Sunday, 20 November 2011

Gobi Desert Update

The Reg finally got hold of the Gobi desert story last Friday, but merely trotted out the Jonathan Hill line about satellite calibration.

I'm skeptical about that primarily because, as I said in my comment at J.M.Cole's place, the "grids" strike me as an unnecessarily complicated and uneconomical way to calibrate satellite cameras. Moreover, the scale on which they are built is much larger than comparable targets in the U.S. (which doesn't prove that they aren't for satellite calibration, but merely indicates that the Chinese satellites aren't necessarily very good).

If these "grids" really were for calibrating satellite cameras, then consider: calibration would have to be achieved by focusing the cameras serially on the differently sized spandrels between the "grid-lines" - yet these spandrels are all irregularly shaped. Would it not have been simpler and easier to simply use a proper grid-like pattern?

Here are the two Gobi desert "grids" which Anna Leach at the Reg supposes are Chinese satellite camera calibration targets.

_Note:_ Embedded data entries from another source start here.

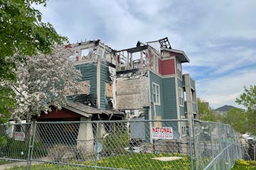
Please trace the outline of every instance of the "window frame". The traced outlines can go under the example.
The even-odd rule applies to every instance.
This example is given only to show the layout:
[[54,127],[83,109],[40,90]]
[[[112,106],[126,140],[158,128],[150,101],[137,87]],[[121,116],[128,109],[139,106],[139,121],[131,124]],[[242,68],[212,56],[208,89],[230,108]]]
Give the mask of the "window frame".
[[182,66],[181,62],[177,62],[177,75],[178,77],[182,79]]
[[[157,89],[158,87],[158,89]],[[161,105],[160,86],[154,82],[152,83],[153,102],[155,105]]]
[[[181,120],[186,119],[185,116],[181,115]],[[186,121],[181,121],[181,137],[186,137],[187,135],[187,129],[186,126]]]

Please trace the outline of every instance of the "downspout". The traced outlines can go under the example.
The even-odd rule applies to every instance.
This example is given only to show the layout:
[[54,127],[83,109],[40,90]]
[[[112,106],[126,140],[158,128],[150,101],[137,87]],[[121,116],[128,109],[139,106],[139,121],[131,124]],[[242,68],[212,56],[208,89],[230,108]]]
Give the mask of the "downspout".
[[[149,76],[149,120],[151,120],[151,90],[150,90],[150,72],[149,70],[147,71],[148,76]],[[149,140],[151,143],[153,143],[153,139],[152,139],[152,122],[149,122]]]

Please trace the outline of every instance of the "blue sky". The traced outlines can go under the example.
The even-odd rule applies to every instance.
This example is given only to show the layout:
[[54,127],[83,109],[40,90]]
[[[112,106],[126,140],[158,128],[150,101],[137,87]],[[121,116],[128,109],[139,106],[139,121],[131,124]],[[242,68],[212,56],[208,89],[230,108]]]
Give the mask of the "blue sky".
[[70,42],[101,40],[116,50],[168,37],[184,51],[197,96],[212,108],[235,103],[256,85],[256,1],[63,1],[38,6]]

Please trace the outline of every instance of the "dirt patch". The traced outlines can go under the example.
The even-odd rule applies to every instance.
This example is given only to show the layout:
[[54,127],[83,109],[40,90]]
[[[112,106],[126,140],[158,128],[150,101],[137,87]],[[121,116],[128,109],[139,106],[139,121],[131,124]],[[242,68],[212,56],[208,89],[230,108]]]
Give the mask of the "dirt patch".
[[152,159],[155,160],[166,162],[166,161],[174,161],[182,158],[183,157],[156,157]]

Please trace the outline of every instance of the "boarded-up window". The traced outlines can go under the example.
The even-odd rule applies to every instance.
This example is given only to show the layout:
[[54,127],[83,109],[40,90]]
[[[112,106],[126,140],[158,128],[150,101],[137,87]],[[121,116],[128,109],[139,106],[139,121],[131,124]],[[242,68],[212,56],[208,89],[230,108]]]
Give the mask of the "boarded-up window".
[[81,81],[78,82],[79,91],[74,91],[70,90],[72,88],[64,87],[64,91],[66,96],[72,96],[77,94],[90,94],[90,80]]
[[156,120],[154,122],[154,127],[161,127],[161,122],[157,122],[156,120],[161,120],[161,115],[156,115],[154,116],[154,119]]
[[105,89],[106,96],[113,98],[112,85],[109,83],[105,83]]
[[78,91],[78,94],[90,94],[90,80],[79,81],[78,85],[80,91]]

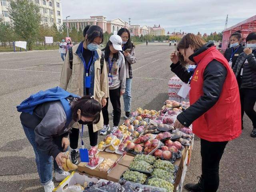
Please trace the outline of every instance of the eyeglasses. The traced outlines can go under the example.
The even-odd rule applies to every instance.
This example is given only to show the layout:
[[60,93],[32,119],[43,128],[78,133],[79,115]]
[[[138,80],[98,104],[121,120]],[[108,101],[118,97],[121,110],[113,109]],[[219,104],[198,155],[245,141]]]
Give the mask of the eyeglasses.
[[123,39],[125,39],[126,40],[128,40],[129,39],[129,38],[128,37],[123,37],[122,36],[121,36],[121,38]]

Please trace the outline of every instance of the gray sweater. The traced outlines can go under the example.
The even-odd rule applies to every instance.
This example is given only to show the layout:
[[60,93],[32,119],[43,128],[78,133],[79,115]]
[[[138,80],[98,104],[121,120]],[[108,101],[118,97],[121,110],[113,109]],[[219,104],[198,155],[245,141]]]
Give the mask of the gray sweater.
[[113,66],[111,71],[109,71],[109,64],[108,61],[106,62],[108,70],[108,75],[110,74],[113,76],[112,84],[109,85],[109,89],[116,89],[121,86],[121,91],[125,91],[125,83],[126,78],[126,72],[125,68],[125,60],[123,54],[118,52],[119,57],[117,61],[113,61]]
[[53,137],[67,137],[68,131],[75,122],[72,120],[65,126],[67,118],[60,101],[44,103],[36,107],[33,115],[22,112],[20,118],[22,124],[34,129],[37,147],[54,158],[62,151],[54,143]]

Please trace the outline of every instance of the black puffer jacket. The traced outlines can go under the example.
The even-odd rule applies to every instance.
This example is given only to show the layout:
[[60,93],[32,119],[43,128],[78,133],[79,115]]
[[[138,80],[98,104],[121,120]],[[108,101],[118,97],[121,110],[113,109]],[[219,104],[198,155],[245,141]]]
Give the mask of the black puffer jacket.
[[[193,57],[214,46],[212,42],[205,44],[189,57],[194,61]],[[188,83],[192,72],[189,73],[187,69],[180,65],[180,62],[172,64],[172,71],[182,81]],[[223,64],[216,60],[209,63],[204,72],[204,95],[194,103],[178,116],[177,118],[184,126],[188,127],[196,119],[210,109],[218,101],[226,80],[227,71]]]
[[[236,60],[237,60],[237,58],[238,57],[238,55],[244,51],[244,47],[241,45],[239,45],[239,47],[238,47],[238,49],[236,52],[234,53],[234,54],[232,57],[232,68],[234,67],[235,64],[236,64]],[[235,49],[233,47],[230,47],[230,48],[228,48],[226,50],[226,51],[224,53],[224,56],[226,60],[228,60],[228,62],[229,62],[229,60],[230,59],[232,52],[235,51],[236,49]]]
[[[248,55],[243,52],[240,54],[233,69],[240,88],[256,88],[256,58],[254,55],[256,52],[255,51],[254,52],[254,54]],[[245,64],[246,59],[248,63]],[[243,67],[242,76],[241,76]]]

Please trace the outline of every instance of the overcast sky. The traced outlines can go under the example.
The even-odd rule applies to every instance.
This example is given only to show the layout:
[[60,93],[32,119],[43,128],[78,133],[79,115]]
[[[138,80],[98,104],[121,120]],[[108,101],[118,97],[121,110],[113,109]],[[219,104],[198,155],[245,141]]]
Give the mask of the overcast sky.
[[228,14],[228,27],[256,15],[252,0],[62,0],[63,19],[102,16],[111,20],[131,18],[131,24],[160,24],[174,31],[203,34],[220,32]]

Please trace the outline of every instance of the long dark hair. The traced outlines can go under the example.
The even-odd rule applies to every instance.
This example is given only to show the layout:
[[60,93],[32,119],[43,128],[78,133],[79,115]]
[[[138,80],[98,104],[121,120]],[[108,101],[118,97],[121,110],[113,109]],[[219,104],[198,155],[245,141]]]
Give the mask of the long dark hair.
[[[108,62],[108,58],[109,58],[109,55],[110,54],[110,49],[109,46],[111,45],[112,45],[112,42],[109,40],[106,45],[106,47],[102,49],[102,50],[104,51],[105,53],[105,60],[107,62]],[[119,52],[118,51],[117,53],[114,54],[112,60],[117,61],[119,57]]]
[[124,44],[124,46],[126,49],[132,49],[135,47],[135,46],[134,45],[133,43],[131,41],[131,35],[130,33],[130,31],[126,28],[121,28],[119,30],[117,34],[121,36],[123,32],[126,32],[128,34],[128,37],[129,39],[127,40],[127,42]]
[[103,42],[103,32],[100,27],[97,25],[92,25],[90,26],[86,31],[87,38],[86,43],[88,45],[93,42],[96,37],[100,37],[102,40],[101,42]]
[[78,109],[81,110],[82,116],[92,118],[94,124],[96,124],[100,121],[101,106],[100,103],[92,98],[90,96],[84,96],[72,102],[72,119],[75,121],[79,120],[77,114]]

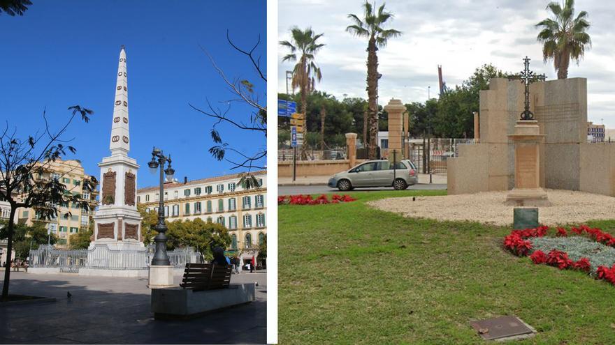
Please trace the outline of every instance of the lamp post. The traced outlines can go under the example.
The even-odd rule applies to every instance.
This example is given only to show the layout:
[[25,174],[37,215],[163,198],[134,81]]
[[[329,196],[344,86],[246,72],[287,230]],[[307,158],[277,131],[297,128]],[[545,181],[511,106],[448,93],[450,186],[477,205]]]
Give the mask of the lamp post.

And for comparison, here is an actual U.S. satellite camera calibration target:

They are totally different in both scale and design - with the U.S. site being a few hundred feet across and of multiple targets differentiated according to a regular scale, but the Chinese "grids" being over a mile across and consisting of multiple irregularly sized, but also irregularly shaped spandrels. Why?

Perhaps the editors at the Reg will reconsider this story; I am skeptical that those "grids" are used for the purpose of satellite camera calibration. What other possible functions they actually may be designed for, I don't know. Disinformation would be one guess.

The other thing that's worth noting, as I did in my first post, is the presence of airfields. The thing to do would be to try to estimate dates for the construction of the various airfields (and planned airfields) and weapons testing ranges. One of the commenters at the Reg article - one "Volker Hett" - pointed to a Spiegel article comparing an apparently painted airfield (not pictured in my previous blog post below) in the desert to the Ching Chuan Kang airbase in Taichung. This may just be coincedence, since after all, how many different designs can an airfield runway take? Nevertheless it would be interesting to know when the extant airfields were constructed, and when their adjacent structures were last bombed (and why only those adjacent structures and not the length of the runways themselves?).

Remember: the Presidential and Legislative elections will be held in January. When were the last weapons testing drills carried out in this area? The answer to that question might have political consequences.